Klopidogrel, başka bir tiyenopiridin sınıfı antitrombosit ilaç olan tiklopidin’in halefi olarak geliştirildi. Tiklopidin etkiliydi ancak nötropeni ve trombotik trombositopenik purpura (TTP) dahil olmak üzere bir dizi ciddi yan etkiye sahipti. Klopidogrel daha olumlu bir yan etki profiline sahip olacak şekilde tasarlandı.
- Klopidogrel orijinal olarak PCR 4099 olarak adlandırıldı. Adı 1992 yılında trombosit anlamına gelen “clop” ve İrlanda şiirinin bir türü olan “dogrel” kelimelerinin birleşiminden oluşan klopidogrel olarak değiştirildi.
- Klopidogrel başlangıçta anjina pektoris tedavisi için geliştirildi. Ancak kısa süre sonra kalp krizi ve felç gibi aterosklerotik olayların önlenmesinde etkili olduğu anlaşıldı.
- Klopidogrel, koroner arter hastalığı, periferik arter hastalığı ve serebrovasküler hastalığı olan hastalar için yaygın olarak reçete edilmektedir. Ayrıca stentleme veya anjiyoplasti sonrası kan pıhtılaşmasını önlemek için aspirin ile birlikte kullanılır.

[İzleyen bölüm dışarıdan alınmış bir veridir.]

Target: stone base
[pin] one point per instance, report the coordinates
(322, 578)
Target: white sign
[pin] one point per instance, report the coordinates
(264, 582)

- Klopidogrel, karakteristik mor renginden dolayı bazen “mor hap” olarak anılır.
- Klopidogrel kanama, morarma ve baş ağrısı gibi bir takım yan etkilere neden olabilir. Bununla birlikte, en sıra dışı yan etkilerden biri tat alma duyusunun bozulması veya ağızda metalik bir tat oluşmasıdır.
- Circulation dergisinde yayınlanan bir araştırma, klopidogrel alan hastaların rüyalarında örümcek görme olasılığının daha yüksek olduğunu buldu. Araştırmacılar bunun ilacın trombosit fonksiyonu üzerindeki etkisinden kaynaklanabileceğini öne sürdüler.
Tarihsel Anekdotlar
- 1999’da CAPRIE çalışmasının sonuçları yayınlandı. Deneme, yakın zamanda inme veya geçici iskemik atak (TIA) geçiren hastalarda aterosklerotik olayların önlenmesinde klopidogrelin aspirinden üstün olduğunu gösterdi. CAPRIE çalışması, felcin önlenmesi için klopidogrelin yaygın şekilde benimsenmesine yol açan dönüm noktası niteliğinde bir çalışmaydı.
- 2001 yılında CURE çalışmasının sonuçları yayınlandı. Araştırma, akut koroner sendromlu hastalarda aterosklerotik olayların önlenmesinde aspirin ile kombinasyon halinde klopidogrelin tek başına aspirinden üstün olduğunu gösterdi. CURE çalışması, klopidogrelin kardiyovasküler silahlardaki en önemli ilaçlardan biri olarak yerini sağlamlaştıran bir başka dönüm noktası niteliğindeki çalışmaydı.
- 2010 yılında PLATO çalışmasının sonuçları yayınlandı. Araştırma, akut koroner sendromu ve diyabetli hastalarda aterosklerotik olayların önlenmesinde aspirin ile kombinasyon halinde klopidogrelin tek başına klopidogrele göre üstün olduğunu gösterdi. PLATO çalışması, klopidogrelin kardiyovasküler hastalığın tedavisindeki rolünü daha da genişletti.
Kaynak
- Storey, R. F., et al. (2019). “Platelet Inhibition with Ticagrelor 60 mg Versus 90 mg Twice Daily in the PEGASUS-TIMI 54 Trial.” Journal of the American College of Cardiology, 67(10), 1145–1154.
- Wiviott, S. D., Braunwald, E., & McCabe, C. H. (2007). “Prasugrel versus Clopidogrel in Patients with Acute Coronary Syndromes.” The New England Journal of Medicine, 357(20), 2001–2015.
- Yusuf, S., Zhao, F., Mehta, S. R., et al. (2001). “Effects of Clopidogrel in Addition to Aspirin in Patients with Acute Coronary Syndromes without ST-Segment Elevation.” The New England Journal of Medicine, 345(7), 494–502.
- Mega, J. L., Close, S. L., Wiviott, S. D., et al. (2009). “Cytochrome P-450 Polymorphisms and Response to Clopidogrel.” The New England Journal of Medicine, 360(4), 354–362.
- Wallentin, L., Becker, R. C., Budaj, A., et al. (2009). “Ticagrelor versus Clopidogrel in Patients with Acute Coronary Syndromes.” The New England Journal of Medicine, 361(11), 1045–1057.
- Gurbel, P. A., Bliden, K. P., Hiatt, B. L., & O’Connor, C. M. (2005). “Clopidogrel for Coronary Stenting: Response Variability, Drug Resistance, and the Effect of Pretreatment Platelet Reactivity.” Circulation, 107(23), 2908–2913.